In the old days it would have been the Argylls that got the chop as the most “junior” unit. But the Argylls have powerful friends, so don’t rule out The Highlanders vanishing instead.
Let’s get beyond the imaginative bankruptcy that led to successor to three of the most storied Highland regiments, the Gordons, the Seaforths and the Camerons, being saddled with the uninspired moniker of The Highlanders.
Once a battalion is killed off, it can’t be brought back to life. The experience of the Argylls when it was reduced to company strength in the late 1960s and then rushed back to battalion level in 1971 serves as a stark warning. The unit was plagued with disciplinary problems for years afterwards and the rapid reconstitution must be considered a major factor in its woes.
The infantry has been cut too hard too many times in the past by clueless civil servants. I’d suggest that rather than disband a battalion, the RRoS should spread the redundancies across the existing five battalions. This will mean that one battalion will need to be supplemented by at least a company from another battalion for service in Afghanistan – but I thought the ability to do that was supposed to be one of the benefits of creating a super-regiment.  Of course, I may be sadly out of touch and augmenting at company strength may already be common practise. I remember last time I was home, The Rifles paraded through Edinburgh following their return from a tough time in Afghanistan – but the guys marching in front of the news cameras were wearing Tam o’ Shanters, which suggests there were a number of RRoS guys attached to The Rifles. Anyway, retaining all five battalions may make the return to sanity, when it’s realised that we don’t have enough infantry soldiers as it is, a lot less painless and wasteful.

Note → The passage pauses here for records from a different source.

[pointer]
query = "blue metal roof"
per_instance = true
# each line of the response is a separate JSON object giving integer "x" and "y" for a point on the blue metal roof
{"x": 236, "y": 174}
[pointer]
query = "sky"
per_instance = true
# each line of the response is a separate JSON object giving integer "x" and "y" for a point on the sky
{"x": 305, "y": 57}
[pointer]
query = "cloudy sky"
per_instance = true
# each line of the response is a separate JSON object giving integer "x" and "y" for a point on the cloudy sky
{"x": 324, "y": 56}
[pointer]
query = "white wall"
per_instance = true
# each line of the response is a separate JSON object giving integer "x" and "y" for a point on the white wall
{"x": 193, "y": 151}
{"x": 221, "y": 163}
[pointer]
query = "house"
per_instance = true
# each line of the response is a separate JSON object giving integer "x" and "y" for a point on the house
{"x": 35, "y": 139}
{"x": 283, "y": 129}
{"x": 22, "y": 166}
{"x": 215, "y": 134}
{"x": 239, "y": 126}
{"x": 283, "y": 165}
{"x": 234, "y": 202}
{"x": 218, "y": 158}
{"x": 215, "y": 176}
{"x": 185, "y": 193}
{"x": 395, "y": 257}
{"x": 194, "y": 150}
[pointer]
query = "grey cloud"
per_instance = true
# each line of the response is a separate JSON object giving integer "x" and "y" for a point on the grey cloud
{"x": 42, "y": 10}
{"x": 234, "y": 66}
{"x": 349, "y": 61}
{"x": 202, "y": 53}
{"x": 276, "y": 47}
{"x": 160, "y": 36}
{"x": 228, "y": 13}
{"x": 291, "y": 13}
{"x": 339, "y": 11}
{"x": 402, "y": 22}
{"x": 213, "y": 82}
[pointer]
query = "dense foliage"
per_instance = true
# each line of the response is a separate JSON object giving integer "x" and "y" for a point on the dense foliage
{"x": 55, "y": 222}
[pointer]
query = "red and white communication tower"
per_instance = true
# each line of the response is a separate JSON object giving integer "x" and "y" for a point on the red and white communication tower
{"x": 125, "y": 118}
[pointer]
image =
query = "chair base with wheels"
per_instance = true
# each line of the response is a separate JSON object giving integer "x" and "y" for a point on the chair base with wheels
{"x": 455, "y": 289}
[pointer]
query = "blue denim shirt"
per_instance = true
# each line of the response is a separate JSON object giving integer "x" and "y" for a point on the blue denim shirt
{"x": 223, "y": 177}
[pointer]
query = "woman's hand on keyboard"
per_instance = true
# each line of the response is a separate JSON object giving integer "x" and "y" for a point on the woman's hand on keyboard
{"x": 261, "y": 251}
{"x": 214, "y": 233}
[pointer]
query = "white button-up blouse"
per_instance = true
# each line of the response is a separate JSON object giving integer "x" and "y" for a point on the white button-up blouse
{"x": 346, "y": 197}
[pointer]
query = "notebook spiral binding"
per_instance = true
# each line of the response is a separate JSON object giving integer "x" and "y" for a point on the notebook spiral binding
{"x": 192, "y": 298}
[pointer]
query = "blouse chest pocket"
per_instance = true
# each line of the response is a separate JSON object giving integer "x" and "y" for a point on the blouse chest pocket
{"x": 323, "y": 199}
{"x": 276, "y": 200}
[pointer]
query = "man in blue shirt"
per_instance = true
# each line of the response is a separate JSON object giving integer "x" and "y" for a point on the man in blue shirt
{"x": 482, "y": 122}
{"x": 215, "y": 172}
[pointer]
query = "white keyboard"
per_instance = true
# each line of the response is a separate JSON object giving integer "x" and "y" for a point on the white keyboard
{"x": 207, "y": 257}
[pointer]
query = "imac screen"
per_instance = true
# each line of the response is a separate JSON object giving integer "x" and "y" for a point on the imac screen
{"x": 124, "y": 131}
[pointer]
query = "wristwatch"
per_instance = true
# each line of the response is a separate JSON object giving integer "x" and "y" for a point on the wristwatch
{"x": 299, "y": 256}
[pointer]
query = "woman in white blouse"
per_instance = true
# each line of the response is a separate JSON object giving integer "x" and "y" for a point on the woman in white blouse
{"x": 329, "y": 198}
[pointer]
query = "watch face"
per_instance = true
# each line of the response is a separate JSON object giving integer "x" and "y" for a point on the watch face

By the way, as far as The Highlanders name goes, maybe the Gordons should have bitten the bullet at the time of the amalgamation with the Queen’s Own Highlanders (Seaforth and Camerons)  and the new unit could have become the Queen’s Own Highlanders (Seaforth, Camerons and Gordons). Or the unit called have been called The Highland Brigade. Maybe it’s a little confusing to label a battalion as a brigade but there is a precedent – the old 94th Foot, the Scotch Brigade. Folk could have called the 4th Battalion RRoS "The High-Bees".